As the Center for Medicare Advocacy has highlighted throughout the pandemic, communities of color are disproportionately affected by COVID-19, in terms of rate and severity of illness. At the end of 2020, the news of the COVID-19 vaccine’s efficacy in studies brought much needed optimism that the end of the pandemic was possible. However, actual rates of vaccinations and equity of vaccine distribution were uncertain. Some states developed distribution plans that specifically considered these disproportionate impacts.
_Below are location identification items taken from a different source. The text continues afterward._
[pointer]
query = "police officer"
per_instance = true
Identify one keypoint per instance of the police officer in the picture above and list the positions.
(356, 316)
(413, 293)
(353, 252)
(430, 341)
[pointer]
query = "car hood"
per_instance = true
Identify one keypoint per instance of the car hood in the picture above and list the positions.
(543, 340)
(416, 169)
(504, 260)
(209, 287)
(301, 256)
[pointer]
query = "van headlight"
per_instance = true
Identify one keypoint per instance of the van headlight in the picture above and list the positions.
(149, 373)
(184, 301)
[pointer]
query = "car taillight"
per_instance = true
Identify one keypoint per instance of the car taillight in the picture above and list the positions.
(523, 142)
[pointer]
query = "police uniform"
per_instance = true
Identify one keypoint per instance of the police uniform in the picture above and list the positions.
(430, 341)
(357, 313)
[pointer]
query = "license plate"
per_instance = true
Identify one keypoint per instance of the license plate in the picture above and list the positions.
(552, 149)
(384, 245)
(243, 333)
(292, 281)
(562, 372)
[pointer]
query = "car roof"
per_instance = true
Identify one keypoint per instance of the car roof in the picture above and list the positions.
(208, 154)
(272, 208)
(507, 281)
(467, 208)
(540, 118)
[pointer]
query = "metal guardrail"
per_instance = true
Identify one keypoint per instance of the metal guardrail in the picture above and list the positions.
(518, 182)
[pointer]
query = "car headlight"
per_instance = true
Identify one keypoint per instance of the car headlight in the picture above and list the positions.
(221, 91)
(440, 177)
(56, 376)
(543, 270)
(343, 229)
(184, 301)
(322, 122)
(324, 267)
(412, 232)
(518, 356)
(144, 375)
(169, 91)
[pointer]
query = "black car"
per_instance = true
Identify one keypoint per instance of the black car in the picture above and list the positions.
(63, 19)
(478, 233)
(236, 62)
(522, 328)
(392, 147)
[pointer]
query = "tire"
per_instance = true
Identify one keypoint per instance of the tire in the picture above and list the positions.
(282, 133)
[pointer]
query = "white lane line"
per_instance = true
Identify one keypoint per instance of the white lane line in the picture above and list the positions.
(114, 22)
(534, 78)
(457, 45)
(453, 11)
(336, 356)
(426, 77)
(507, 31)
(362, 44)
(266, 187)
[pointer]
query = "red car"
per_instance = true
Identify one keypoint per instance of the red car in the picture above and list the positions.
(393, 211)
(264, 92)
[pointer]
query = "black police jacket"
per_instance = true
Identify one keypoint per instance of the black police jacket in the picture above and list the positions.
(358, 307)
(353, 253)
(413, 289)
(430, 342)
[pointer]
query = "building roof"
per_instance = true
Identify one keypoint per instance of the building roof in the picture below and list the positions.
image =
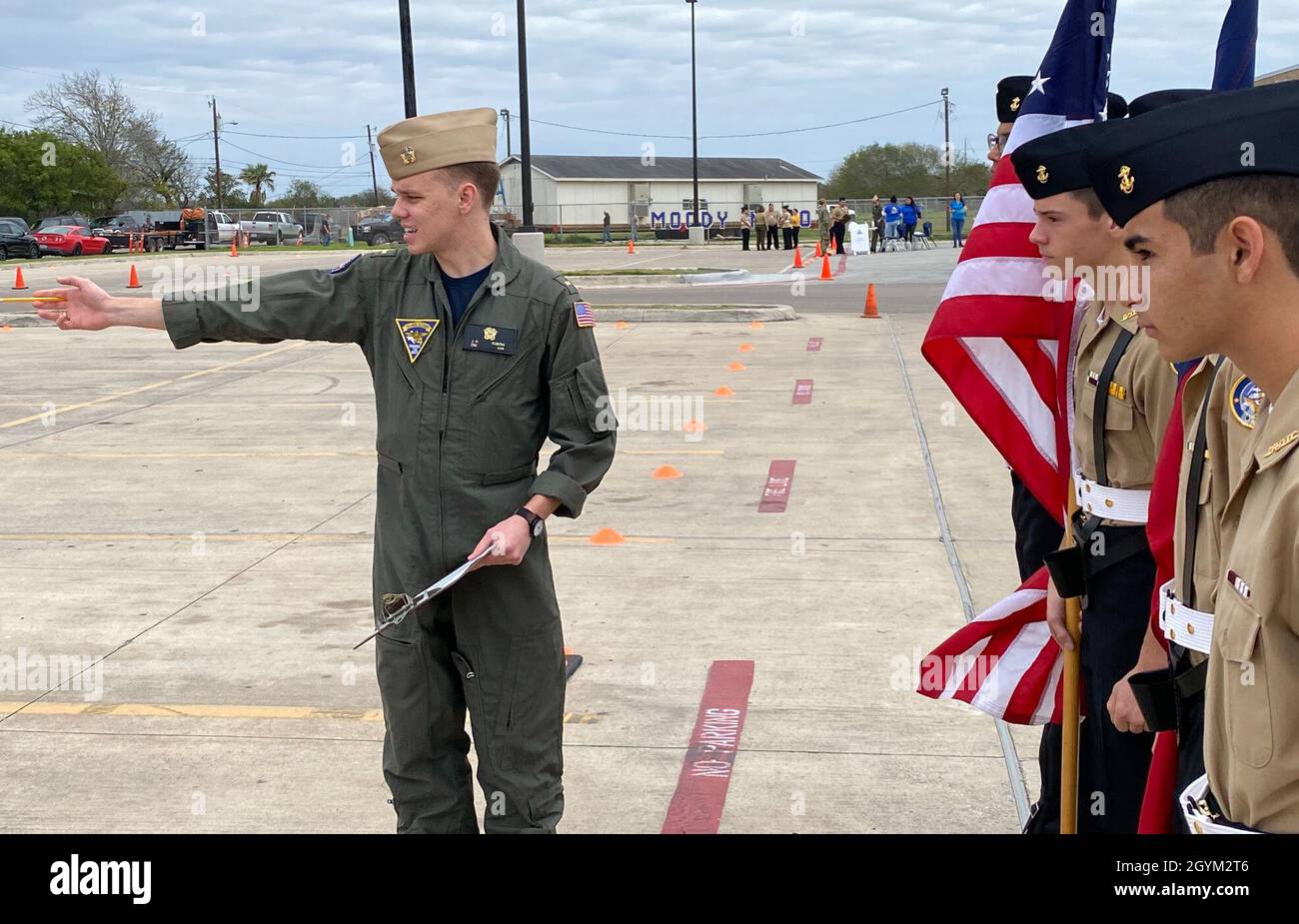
(1278, 76)
(632, 169)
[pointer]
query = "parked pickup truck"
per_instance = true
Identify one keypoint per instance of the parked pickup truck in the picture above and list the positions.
(221, 229)
(271, 228)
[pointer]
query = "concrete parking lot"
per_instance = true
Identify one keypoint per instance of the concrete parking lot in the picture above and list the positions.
(191, 531)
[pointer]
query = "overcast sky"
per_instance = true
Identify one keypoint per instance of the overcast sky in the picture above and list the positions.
(332, 66)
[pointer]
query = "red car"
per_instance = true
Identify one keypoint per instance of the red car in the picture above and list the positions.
(72, 240)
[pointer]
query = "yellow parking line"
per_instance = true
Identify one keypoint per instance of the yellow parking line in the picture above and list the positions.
(148, 389)
(190, 456)
(209, 711)
(182, 537)
(90, 537)
(360, 454)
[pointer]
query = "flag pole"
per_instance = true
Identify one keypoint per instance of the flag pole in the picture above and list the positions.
(1070, 701)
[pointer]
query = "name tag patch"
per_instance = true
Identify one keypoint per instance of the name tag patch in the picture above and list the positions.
(492, 339)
Now that vaccinations have begun across the country, some initial research has been published. The overall vaccination rate has remained low in the United States; as of the beginning of February 2021, just over 8% of the population has been partially vaccinated and only 2% have been fully vaccinated. Though eligibility guidelines vary, in most areas vaccines have primarily been reserved for health care workers and residents and staff of facilities. Data on vaccination rates by race/ethnicity is limited. Though analysis of vaccination access and equity is limited in scope, some early data points are troubling.
This week the Kaiser Family Foundation released analysis from early vaccination rates, which reveals some warning signs about racial disparities in access and administration of COVID-19 vaccines. Across the 23 states reporting vaccination data by race and ethnicity, there was a consistent pattern of Black and Hispanic people receiving smaller shares of vaccinations compared to their shares of cases and deaths and compared to their shares of the total population.
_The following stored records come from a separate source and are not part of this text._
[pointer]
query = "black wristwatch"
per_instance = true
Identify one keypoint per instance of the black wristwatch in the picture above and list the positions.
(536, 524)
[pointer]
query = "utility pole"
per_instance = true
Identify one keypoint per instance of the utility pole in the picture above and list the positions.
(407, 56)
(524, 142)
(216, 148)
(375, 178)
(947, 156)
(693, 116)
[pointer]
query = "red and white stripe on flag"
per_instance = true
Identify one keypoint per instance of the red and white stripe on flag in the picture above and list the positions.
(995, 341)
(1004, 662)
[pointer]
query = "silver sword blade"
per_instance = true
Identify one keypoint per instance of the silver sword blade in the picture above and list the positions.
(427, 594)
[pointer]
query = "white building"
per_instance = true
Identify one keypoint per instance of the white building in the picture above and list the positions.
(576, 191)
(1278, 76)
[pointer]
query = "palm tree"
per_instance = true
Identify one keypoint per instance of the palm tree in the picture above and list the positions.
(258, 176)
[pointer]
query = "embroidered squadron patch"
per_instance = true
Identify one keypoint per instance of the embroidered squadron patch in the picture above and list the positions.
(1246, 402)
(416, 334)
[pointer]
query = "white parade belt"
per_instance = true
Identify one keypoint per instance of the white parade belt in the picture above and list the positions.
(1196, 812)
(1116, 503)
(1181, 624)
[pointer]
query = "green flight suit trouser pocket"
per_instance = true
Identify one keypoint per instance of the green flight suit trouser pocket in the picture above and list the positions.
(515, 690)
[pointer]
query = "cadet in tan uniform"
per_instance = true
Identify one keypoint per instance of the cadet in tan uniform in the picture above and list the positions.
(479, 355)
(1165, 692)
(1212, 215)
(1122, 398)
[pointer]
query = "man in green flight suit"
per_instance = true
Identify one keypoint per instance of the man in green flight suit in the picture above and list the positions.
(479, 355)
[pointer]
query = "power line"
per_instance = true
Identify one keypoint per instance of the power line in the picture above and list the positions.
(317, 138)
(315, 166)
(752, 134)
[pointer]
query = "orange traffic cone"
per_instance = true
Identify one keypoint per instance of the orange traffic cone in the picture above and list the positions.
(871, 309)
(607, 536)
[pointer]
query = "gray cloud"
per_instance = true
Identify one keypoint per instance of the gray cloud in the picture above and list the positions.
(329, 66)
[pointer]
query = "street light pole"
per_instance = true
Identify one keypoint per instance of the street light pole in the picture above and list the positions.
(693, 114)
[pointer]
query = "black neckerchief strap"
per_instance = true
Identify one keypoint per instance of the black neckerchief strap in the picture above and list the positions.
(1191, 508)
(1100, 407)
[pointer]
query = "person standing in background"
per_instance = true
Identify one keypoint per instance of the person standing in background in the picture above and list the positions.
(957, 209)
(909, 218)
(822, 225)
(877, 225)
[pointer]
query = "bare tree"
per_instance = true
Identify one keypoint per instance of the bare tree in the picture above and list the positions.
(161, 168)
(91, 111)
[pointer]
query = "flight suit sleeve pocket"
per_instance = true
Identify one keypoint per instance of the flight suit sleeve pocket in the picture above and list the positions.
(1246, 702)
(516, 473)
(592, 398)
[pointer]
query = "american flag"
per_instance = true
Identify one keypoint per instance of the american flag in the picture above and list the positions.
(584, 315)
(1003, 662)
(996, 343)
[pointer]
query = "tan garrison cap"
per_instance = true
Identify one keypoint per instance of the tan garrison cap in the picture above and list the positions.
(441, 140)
The CDC also released demographic data this week reflecting vaccinations in the US from the first month (December 14-January 14), which also raised concerns. The report found that of those receiving vaccinations, where CDC had demographic data, about 60% were White, 11% were Hispanic/Latino, 6% were Asian, and 5% were Black, though it stressed limitations due to lack of comprehensive data.
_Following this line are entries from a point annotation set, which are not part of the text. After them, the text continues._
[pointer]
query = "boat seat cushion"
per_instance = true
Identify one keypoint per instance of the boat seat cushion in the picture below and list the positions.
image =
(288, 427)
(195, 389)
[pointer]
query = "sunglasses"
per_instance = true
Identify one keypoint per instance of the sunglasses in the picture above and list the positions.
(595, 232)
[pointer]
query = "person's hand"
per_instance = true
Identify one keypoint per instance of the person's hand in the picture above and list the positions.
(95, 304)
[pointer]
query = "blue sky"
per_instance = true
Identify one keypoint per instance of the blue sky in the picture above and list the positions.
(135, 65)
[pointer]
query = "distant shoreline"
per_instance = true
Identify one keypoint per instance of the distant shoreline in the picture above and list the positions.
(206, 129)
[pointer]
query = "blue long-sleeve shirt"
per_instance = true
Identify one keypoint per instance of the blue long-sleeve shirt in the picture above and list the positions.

The CDC report called on additional data collection efforts in order to identify and address potential disparities. “…[F]indings underscore the need for more complete reporting of race and ethnicity data at the provider and jurisdictional levels to ensure rapid detection of and response to potential disparities in COVID-19 vaccine administration. Jurisdictions should monitor the demographic characteristics of vaccinated persons to identify emerging disparities.”
A New York Times report had similar findings. “Although low-income communities of color have been hit hardest by Covid-19, health officials in many cities say that people from wealthier, largely white neighborhoods have been flooding vaccination appointment systems and taking an outsized share of the limited supply.” One example of this contrast provided was Philadelphia, where only 12% of those inoculated were Black, even though the city’s population is 44% Black.
Due to this early data, some areas are attempting to target vaccinations directly to communities most in need. The article cited plans in various cities aimed at increasing vaccinations for those in hardest hit areas. Baltimore will offer the vaccine in housing complexes for the elderly, going door-to-door, and Washington, DC began offering vaccine appointments for zip codes with highest rates of infection and death, before opening up appointments for other portions of the city, as well as increasing the number of workers helping people get appointments.
The new approaches based on the available data underscore the need for more detailed, standardized, comprehensive data on vaccination rates by race and ethnicity. Without more detailed data, required of all states, it will be challenging to address and adjust vaccine distribution to ensure communities suffering disproportionately from COVID-19 have access to vaccines. Vaccine hesitancy, particularly among groups hardest hit by the virus, is another issue that must be considered in policies that target vaccines to communities most in need. Polling from fall 2020 showed that vaccine concerns were prevalent in communities of color. Though support for the vaccine has increased over the last few weeks, these concerns, as well as the historical context in which they arise, must be considered when striving to increase vaccination rates.